N.A., a 76-year-old woman, was in the ICU in the terminal stage of multisystem organ failure. She had been admitted to the hospital for bacterial pneumonia, which had not resolved with antibiotic therapy. She had a 20-year history of COPD. She was not conscious and was unable to breathe on her own. Her ABGs were abnormal, and she was diagnosed with refractory ARDS. The decision was made to support her breathing with endotracheal intubation and mechanical ventilation. After 1 week and several unsuccessful attempts to wean her from the ventilator, the pulmonologist suggested a permanent tracheostomy and family consideration of continuing or withdrawing life support. Her physiologic status met the criteria of remote or no chance for recovery.

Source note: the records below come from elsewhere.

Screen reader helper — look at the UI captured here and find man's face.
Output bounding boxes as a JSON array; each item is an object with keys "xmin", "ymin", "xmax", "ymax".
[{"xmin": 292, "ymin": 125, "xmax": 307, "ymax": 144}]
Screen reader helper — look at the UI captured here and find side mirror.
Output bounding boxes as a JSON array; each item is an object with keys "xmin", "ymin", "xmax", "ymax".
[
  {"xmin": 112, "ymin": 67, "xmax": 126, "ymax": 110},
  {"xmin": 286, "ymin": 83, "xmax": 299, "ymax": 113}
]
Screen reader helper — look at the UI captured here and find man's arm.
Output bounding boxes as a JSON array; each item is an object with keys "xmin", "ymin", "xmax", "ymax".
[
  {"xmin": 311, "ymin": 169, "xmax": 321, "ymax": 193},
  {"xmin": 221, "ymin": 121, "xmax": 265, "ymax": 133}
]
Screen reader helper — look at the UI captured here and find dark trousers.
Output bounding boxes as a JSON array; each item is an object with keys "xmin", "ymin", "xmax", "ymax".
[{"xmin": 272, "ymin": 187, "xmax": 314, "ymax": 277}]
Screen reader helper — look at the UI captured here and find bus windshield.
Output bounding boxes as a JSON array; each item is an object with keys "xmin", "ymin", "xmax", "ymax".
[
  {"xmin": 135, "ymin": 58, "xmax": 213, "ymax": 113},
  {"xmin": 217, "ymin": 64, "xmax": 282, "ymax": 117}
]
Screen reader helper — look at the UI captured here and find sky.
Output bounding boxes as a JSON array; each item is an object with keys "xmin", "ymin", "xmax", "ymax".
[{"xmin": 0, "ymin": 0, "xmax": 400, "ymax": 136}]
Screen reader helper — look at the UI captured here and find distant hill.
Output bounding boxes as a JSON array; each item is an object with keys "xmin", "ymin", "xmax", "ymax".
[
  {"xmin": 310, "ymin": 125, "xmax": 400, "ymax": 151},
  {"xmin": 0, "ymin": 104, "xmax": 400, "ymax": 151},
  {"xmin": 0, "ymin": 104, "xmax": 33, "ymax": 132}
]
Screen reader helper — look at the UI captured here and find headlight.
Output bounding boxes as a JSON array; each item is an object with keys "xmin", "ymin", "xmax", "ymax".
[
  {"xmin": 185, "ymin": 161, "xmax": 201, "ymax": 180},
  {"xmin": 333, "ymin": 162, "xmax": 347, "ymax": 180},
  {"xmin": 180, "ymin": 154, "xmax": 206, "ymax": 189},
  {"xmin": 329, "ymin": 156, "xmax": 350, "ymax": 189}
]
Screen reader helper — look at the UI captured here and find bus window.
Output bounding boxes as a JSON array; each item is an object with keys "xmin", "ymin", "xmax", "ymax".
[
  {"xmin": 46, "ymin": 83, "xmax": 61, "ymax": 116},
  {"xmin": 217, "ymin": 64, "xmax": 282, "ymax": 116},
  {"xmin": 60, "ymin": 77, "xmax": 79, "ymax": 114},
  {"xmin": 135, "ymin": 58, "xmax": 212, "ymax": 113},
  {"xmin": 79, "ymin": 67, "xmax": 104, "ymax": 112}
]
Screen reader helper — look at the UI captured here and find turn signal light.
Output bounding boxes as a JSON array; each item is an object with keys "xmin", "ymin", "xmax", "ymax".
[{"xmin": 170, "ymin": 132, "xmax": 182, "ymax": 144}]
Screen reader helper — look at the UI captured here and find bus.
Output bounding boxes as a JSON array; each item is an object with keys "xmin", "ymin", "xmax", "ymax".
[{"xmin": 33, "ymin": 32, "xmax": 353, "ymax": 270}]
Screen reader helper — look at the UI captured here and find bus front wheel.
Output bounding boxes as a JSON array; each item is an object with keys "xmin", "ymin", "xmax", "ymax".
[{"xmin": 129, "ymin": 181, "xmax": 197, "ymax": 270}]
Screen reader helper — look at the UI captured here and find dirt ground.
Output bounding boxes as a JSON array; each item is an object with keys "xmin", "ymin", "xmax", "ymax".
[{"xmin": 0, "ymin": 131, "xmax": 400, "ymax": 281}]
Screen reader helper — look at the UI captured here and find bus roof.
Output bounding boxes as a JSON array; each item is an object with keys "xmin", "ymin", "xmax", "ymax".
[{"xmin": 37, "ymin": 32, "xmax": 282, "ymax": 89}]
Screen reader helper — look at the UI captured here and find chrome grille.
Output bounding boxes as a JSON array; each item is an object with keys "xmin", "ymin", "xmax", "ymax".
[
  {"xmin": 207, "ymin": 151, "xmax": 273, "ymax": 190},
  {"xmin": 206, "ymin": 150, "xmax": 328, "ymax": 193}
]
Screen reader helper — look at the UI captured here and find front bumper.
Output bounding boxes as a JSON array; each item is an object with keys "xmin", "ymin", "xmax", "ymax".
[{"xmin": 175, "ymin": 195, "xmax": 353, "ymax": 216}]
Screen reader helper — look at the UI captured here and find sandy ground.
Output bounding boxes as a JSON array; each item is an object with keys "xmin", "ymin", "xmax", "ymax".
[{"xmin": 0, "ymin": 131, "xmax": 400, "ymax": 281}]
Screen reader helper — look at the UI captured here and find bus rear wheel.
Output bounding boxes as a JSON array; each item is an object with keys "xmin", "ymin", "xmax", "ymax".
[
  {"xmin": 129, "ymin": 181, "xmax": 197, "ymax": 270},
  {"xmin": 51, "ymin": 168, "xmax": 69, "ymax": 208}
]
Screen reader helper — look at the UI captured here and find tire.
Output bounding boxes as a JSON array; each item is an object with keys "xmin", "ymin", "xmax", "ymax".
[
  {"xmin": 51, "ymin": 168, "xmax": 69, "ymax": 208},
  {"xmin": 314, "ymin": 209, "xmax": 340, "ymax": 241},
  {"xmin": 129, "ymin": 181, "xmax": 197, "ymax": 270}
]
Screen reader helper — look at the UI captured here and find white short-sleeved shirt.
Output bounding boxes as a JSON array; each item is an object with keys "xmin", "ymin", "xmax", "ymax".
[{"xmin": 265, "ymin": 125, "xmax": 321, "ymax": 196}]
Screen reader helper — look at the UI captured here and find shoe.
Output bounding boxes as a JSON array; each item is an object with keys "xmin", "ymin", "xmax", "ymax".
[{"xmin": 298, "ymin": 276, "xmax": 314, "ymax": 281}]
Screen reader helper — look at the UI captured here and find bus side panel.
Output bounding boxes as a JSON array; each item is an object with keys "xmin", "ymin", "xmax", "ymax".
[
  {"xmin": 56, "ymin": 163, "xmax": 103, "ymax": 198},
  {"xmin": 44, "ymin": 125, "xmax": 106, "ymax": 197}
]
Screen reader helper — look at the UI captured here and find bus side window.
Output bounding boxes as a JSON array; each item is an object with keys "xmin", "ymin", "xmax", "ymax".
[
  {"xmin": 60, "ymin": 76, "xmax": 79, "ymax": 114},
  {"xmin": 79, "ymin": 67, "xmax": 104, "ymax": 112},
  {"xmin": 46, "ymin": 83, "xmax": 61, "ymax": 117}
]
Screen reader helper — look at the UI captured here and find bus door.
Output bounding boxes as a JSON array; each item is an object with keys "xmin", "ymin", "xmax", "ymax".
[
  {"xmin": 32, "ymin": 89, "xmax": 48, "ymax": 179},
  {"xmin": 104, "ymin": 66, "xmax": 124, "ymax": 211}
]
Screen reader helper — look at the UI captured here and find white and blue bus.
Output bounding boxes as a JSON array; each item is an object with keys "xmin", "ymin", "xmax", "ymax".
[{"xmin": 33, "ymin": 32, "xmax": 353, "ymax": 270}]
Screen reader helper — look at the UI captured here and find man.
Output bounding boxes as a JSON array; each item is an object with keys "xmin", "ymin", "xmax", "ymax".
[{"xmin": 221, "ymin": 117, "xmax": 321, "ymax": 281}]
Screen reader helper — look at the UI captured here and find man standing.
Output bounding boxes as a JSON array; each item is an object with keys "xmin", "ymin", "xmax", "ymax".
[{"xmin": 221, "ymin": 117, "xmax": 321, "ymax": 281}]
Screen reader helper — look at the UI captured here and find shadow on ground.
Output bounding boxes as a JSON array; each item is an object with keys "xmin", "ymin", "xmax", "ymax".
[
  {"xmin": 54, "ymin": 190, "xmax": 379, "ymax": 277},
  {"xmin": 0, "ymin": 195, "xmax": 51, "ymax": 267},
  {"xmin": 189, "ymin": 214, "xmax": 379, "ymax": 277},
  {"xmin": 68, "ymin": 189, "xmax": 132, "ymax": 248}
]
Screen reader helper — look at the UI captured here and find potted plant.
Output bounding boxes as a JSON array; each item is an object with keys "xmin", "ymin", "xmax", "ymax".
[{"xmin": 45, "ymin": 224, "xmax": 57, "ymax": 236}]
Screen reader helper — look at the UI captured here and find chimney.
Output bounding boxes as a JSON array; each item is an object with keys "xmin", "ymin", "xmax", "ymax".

N.A.’s family discussed her condition and decided not to pursue aggressive life-sustaining therapies. N.A. was assigned DNR status. After the written orders were read and signed by the family, the endotracheal tube, feeding tube, pulse oximeter, and ECG electrodes were removed and a morphine IV drip was started with prn boluses ordered to promote comfort and relieve pain and other symptoms of dying. The family sat with N.A. for many hours while her breaths became shallow with Cheyne-Stokes respirations. She died surrounded by her family, joined by the hospital chaplain.